37. The method of claim 34, further comprising sensing a direction
of rotation of said turbine.
38. The method of claim 34, further comprising: connecting a choke
valve to said flowline; sensing a first pressure in said flowline
on one side of said choke valve; and sensing a second pressure in
said flowline on the other side of said choke valve.
39. The method of claim 38, further comprising determining a flow
direction of fluid flowing through said choke valve, said
determination of said flow direction being based upon said first
and second pressures.
40. The method of claim 39, further comprising: connecting a master
valve to said flowline; controlling said master valve in response
to said flow direction.
41. The method of claim 34, further comprising supplying said
electrical power output to at least one electrically operated
device.
42. The method of claim 34, further comprising supplying said
electrical power output to at least one electrical power storage
device.
43. The method of claim 42, further comprising powering at least
one electrically operated device with said at least one electrical
power storage device.
44. The method of claim 42, further comprising: sensing a charge
level of said at least one electrical power storage device; and
when said charge level is below a first predetermined value,
causing said turbine to be in a first state wherein said turbine
generates electrical power.
45. The method of claim 44, further comprising: when said charge
level is above a second predetermined value, causing said turbine
to be in a second state wherein said turbine does not generate
electrical power.
46. The method of claim 34, further comprising: locating a control
station remotely from said subsea installation; and communicating
acoustically between said subsea installation and said control
station.
47. A system for generating an electrical power output from a
subsea installation positioned adjacent a floor of a body of water
and beneath a surface of said body of water, said subsea
installation comprising at least one flowline, said system
comprising a turbine positioned above said floor of said body of
water and beneath said surface of said body of water, said turbine
being operatively connected to said flowline, said turbine being
rotatable by fluid flowing through said flowline, said turbine
generating said electrical power output when said turbine is
rotated, and at least one direction sensor for sensing the
direction of rotation of said turbine.
48. A system for generating an electrical power output from a
subsea installation, said subsea installation comprising at least
one flowline, said system comprising: a turbine operatively
connected to said flowline, said turbine being rotatable by fluid
flowing through said flowline, said turbine generating said
electrical power output when said turbine is rotated, a choke valve
connected to said flowline; a first pressure sensor for sensing a
first pressure in said flowline on one side of said choke valve;
and a second pressure sensor for sensing a second pressure in said
flowline on the other side of said choke valve.
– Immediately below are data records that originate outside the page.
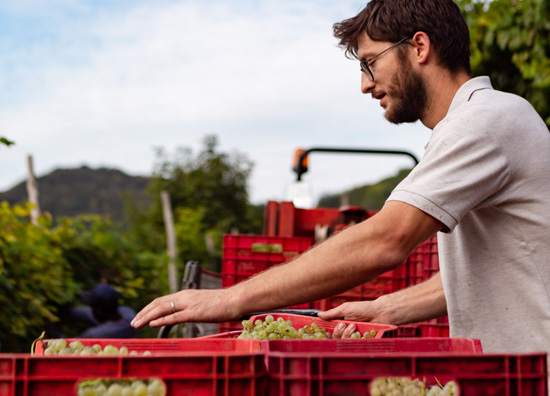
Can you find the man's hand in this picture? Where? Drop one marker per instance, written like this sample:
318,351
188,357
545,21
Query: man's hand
203,305
413,304
363,311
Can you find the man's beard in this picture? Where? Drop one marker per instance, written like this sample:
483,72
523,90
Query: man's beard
409,94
49. The system of claim 48, further comprising a control module for
determining a flow direction of fluid flowing through said choke,
said determination of said flow direction being based upon said
first and second pressures.
50. The system of claim 48, further comprising a master valve
connected to said flowline, said control module controlling said
master valve in response to said flow direction.
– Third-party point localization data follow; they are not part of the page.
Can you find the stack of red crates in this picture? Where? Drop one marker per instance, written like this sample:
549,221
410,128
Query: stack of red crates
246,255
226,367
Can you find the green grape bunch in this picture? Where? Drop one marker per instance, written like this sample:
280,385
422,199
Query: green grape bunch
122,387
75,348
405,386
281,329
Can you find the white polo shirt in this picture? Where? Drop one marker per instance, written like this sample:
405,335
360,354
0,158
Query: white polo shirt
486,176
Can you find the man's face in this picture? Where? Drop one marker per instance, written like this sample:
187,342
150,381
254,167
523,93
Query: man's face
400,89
51. A system for generating an electrical power output from a
subsea installation positioned adjacent a floor of a body of water
and beneath a surface of said body of water, said subsea
installation comprising at least one flowline, said system
comprising a turbine positioned above said floor of said body of
water and beneath said surface of said body of water, said turbine
being operatively connected to said flowline, said turbine being
rotatable by fluid flowing through said flowline, said turbine
generating said electrical power output when said turbine is
rotated, and at least one electrically operated component, said
electrical power output being supplied to said at least one
electrically operated component, wherein said at least one
electrically operated component comprises a valve actuator.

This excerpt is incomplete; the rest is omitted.